No Partnership or Joint Venture – Neither this Agreement nor the performance of any services by either Party hereunder will be construed to create a joint venture or partnership between the Parties. For all purposes of this Agreement and notwithstanding any provision of this Agreement to the contrary, you are an independent third-party and is not a partner, joint venture partner, or representative agent of Monecor. You will not bind nor attempt to bind Monecor any agreement or contract.
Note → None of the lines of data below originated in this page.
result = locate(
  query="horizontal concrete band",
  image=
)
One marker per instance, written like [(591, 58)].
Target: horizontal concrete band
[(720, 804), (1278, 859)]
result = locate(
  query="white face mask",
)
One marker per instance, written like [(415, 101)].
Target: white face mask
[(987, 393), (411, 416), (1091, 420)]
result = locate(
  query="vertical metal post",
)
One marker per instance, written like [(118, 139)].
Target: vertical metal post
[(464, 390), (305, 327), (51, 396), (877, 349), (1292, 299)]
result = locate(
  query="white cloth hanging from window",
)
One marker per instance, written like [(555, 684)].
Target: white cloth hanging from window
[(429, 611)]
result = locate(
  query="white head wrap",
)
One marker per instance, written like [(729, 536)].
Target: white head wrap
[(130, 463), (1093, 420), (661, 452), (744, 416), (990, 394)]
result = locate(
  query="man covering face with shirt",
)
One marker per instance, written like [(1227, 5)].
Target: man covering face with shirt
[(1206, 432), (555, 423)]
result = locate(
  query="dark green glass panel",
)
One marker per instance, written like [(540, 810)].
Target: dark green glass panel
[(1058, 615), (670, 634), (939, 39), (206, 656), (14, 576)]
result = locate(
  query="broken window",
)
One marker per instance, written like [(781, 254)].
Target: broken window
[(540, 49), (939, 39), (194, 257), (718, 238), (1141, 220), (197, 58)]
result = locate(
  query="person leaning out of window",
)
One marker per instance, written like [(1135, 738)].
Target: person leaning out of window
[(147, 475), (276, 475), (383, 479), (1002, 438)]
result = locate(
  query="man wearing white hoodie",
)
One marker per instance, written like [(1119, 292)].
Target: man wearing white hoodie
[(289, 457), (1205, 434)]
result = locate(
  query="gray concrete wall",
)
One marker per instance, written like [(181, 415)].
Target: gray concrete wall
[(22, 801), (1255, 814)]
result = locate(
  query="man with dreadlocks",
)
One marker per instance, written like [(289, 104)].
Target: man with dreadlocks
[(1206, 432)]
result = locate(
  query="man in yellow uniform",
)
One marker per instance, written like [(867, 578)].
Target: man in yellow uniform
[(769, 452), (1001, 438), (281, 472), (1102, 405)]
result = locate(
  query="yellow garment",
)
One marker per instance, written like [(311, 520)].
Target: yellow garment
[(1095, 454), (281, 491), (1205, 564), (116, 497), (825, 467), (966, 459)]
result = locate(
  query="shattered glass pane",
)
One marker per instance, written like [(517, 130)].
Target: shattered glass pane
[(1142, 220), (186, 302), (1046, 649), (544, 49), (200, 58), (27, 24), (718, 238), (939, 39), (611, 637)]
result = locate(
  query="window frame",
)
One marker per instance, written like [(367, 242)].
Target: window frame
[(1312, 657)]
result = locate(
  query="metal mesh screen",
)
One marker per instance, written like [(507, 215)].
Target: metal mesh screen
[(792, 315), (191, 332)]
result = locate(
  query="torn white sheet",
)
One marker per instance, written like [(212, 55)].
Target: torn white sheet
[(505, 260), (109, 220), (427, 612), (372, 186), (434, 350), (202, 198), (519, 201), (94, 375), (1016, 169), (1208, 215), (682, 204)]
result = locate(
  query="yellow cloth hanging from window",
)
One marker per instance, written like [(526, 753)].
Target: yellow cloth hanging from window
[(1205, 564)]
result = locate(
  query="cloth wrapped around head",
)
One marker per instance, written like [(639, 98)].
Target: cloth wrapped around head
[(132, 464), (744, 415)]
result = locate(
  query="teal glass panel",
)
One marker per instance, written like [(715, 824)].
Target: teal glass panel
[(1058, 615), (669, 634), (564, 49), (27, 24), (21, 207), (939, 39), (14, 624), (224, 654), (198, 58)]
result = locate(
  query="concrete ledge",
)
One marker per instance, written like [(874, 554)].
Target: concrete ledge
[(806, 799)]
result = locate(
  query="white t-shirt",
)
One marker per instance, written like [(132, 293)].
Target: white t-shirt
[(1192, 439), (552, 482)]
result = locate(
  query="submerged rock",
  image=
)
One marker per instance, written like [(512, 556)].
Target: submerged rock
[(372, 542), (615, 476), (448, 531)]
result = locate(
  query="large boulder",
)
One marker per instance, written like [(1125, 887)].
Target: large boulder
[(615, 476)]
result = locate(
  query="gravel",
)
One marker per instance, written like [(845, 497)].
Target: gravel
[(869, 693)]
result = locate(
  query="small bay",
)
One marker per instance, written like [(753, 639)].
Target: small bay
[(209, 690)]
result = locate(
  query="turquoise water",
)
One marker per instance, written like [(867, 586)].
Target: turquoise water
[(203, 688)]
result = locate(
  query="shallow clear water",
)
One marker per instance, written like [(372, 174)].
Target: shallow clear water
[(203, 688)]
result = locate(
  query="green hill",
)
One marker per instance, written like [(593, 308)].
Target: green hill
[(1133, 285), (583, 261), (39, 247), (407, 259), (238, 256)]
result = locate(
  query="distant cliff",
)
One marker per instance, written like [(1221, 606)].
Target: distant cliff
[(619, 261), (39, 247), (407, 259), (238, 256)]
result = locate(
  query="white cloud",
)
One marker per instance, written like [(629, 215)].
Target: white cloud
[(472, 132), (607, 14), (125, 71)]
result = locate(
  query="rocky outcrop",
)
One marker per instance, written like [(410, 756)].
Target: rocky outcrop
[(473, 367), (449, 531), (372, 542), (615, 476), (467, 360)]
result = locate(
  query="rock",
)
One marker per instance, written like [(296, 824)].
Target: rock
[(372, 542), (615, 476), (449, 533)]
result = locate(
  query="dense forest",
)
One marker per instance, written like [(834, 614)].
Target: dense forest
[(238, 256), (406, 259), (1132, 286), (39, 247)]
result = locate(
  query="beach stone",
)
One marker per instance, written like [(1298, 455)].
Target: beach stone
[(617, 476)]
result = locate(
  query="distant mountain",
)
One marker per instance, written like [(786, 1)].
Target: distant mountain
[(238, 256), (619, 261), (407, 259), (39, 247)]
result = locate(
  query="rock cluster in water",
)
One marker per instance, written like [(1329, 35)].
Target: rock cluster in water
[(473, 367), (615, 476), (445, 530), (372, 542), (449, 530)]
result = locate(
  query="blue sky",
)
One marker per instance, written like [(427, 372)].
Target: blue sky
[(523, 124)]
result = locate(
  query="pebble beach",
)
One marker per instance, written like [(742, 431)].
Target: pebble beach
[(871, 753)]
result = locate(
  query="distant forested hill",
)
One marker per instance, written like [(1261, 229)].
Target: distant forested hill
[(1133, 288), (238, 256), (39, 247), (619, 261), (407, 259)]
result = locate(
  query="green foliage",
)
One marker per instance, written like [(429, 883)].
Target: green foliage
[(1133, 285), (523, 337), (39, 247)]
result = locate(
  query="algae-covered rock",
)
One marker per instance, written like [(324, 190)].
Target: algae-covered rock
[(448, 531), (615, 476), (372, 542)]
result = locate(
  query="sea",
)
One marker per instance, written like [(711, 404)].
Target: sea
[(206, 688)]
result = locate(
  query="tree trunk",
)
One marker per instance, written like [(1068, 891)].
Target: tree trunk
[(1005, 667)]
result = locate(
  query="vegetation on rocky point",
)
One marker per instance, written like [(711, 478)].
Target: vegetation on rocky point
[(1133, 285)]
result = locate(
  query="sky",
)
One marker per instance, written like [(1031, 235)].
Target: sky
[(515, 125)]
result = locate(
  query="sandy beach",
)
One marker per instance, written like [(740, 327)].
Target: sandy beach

As an independent third-party, you are solely responsible for all taxes, withholdings, and other statutory or contractual obligations of any sort.
Entire Agreement – This Agreement (together with its annexes, appendices, addenda, attachments, schedules and exhibits and/or amendments) represents the entire agreement concerning the ETX Affiliate Program between you and us and it cancels and supersedes all previous arrangements or agreements between the Parties hereto with respect to the subject matter hereof, superseding any other communications or understandings between the Parties hereto. YOU ACKNOWLEDGE THAT YOU HAVE READ THIS AGREEMENT AND AGREE TO ALL ITS TERMS AND CONDITIONS AND ARE NOT RELYING ON ANY REPRESENTATION, GUARANTEE OR STATEMENT OTHER THAN AS SET FORTH IN THIS AGREEMENT.
Counterparts – This Agreement may be executed in any number of counterparts, each of which when executed and delivered is an original, but all of the counterparts together constitute the same document. All counterparts shall collectively constitute a single agreement and it shall not be necessary in any proof of this Agreement to produce or account for more than one counterpart.
Survival – The provisions of Clauses 2 (DEFINITIONS AND INTERPRETATION), 15 (REGULATORY MATTERS), 16 (NON-COMPETITION), 23 (NO WARRANTIES), 24 (LIABILITY LIMITATIONS), 25 (INDEMNIFICATION), 28 (DISPUTE RESOLUTION), 30 (SEVERANCE), 28 (GENERAL TERMS), 33 (GOVERNING LAW AND JURISDICTION) of this Agreement shall survive the expiration of the term and/or the termination of this Agreement for any reason.
GOVERNING LAW AND JURISDICTION
This Agreement shall be governed by and construed in accordance with the laws of England and Wales and, subject to the dispute resolution provisions set forth hereinafter, you irrevocably agree for exclusive benefit that the courts of England, located in the Greater London Area, are to have jurisdiction to settle any disputes which may arise out of or in connection with this Agreement.
Nothing contained in this Clause shall, however, limit right to take proceedings against you or any Client in any other court of competent jurisdiction, nor shall the taking of proceedings in one or more jurisdictions preclude the taking of proceedings in any other jurisdiction, whether concurrently or not, to the extent permitted by the law of such other jurisdiction.